Endocrine Abstracts

The Hydroxycarboxylic Acid Receptor 1 (HCAR1) is a Gαi/o-coupled GPCR known to be activated by both L- and D-lactate; metabolites produced by gut microbiota and anaerobic metabolism. Elevated D-lactate levels are indicative of dysbiosis and inflammatory bowel disease. As lactate can be transported into cells, it has the potential to activate HCAR1 at the plasma membrane and within intracellular locations resulting in diversified responses. Whether HCAR1 signalling is spatially regulated and if this influences gut barrier integrity is unknown. Here, we characterise the effects of distinct lactate isomers on HCAR1 trafficking and investigate its role on intestinal barrier function. In HEK293 cells expressing human HCAR1, both BRET and HTRF assays indicated L- and D-lactate differentially activate HCAR1-mediated Gai signalling. Confocal imaging and flow cytometry measurements demonstrated HCAR1 internalised from the plasma membrane in both a constitutive and ligand-independent manner, with L-lactate inducing 2.5 times greater internalisation than D-lactate. Neither internalisation (ligand-independent and dependent) nor ligand-induced signalling was altered in cells lacking β-arrestins.

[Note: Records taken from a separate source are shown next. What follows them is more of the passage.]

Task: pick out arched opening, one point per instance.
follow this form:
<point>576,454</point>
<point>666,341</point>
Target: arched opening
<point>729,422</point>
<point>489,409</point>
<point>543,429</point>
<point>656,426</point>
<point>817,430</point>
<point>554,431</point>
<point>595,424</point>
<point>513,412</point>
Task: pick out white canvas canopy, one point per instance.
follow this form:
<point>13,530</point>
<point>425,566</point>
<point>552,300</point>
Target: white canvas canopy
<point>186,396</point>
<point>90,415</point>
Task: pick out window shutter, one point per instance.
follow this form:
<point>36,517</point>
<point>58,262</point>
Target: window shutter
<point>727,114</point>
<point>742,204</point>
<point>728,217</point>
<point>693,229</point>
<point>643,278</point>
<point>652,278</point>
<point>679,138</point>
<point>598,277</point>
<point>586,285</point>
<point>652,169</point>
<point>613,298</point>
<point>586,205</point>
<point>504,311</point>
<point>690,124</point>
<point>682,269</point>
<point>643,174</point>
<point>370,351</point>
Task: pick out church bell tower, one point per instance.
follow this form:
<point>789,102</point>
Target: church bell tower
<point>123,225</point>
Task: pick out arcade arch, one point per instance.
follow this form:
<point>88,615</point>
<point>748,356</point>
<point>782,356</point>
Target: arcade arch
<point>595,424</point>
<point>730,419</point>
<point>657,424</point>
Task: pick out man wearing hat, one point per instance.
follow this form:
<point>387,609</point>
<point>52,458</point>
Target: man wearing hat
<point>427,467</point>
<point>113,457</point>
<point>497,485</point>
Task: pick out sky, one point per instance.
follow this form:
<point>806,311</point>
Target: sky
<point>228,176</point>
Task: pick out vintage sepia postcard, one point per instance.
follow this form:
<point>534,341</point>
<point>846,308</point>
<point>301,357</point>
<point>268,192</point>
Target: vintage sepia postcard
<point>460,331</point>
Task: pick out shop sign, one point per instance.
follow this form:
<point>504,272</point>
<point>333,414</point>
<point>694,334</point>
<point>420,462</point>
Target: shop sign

HCAR1 internalisation was dynamin-dependent, and its signalling was partially inhibited by the dynamin GTPase inhibitor, Dyngo-4a, implying HCAR1 may continue signalling following internalisation. Despite isomer-dependent differences in the levels of ligand-induced HCAR1 internalisation, both forms of lactate trafficked HCAR1 to a similar endosomal compartment. HCAR1 poorly co-localised with an early endosome marker, EEA1, and partially localised to APPL1 endosomes. The human intestinal epithelial barrier model cell line, Caco-2, expresses HCAR1 in both differentiated and undifferentiated cells, and preliminary data suggest HCAR1 is constitutively internalised. Sustained exposure to low concentrations of lactate increased transepithelial electrical resistance readings, suggesting improved barrier function. Translating the spatial regulation of HCAR1 into Caco-2 cells will enhance our knowledge of how HCAR1 responds to L- and D-lactate to influence local control of gut barrier integrity and inflammatory responses in the gut.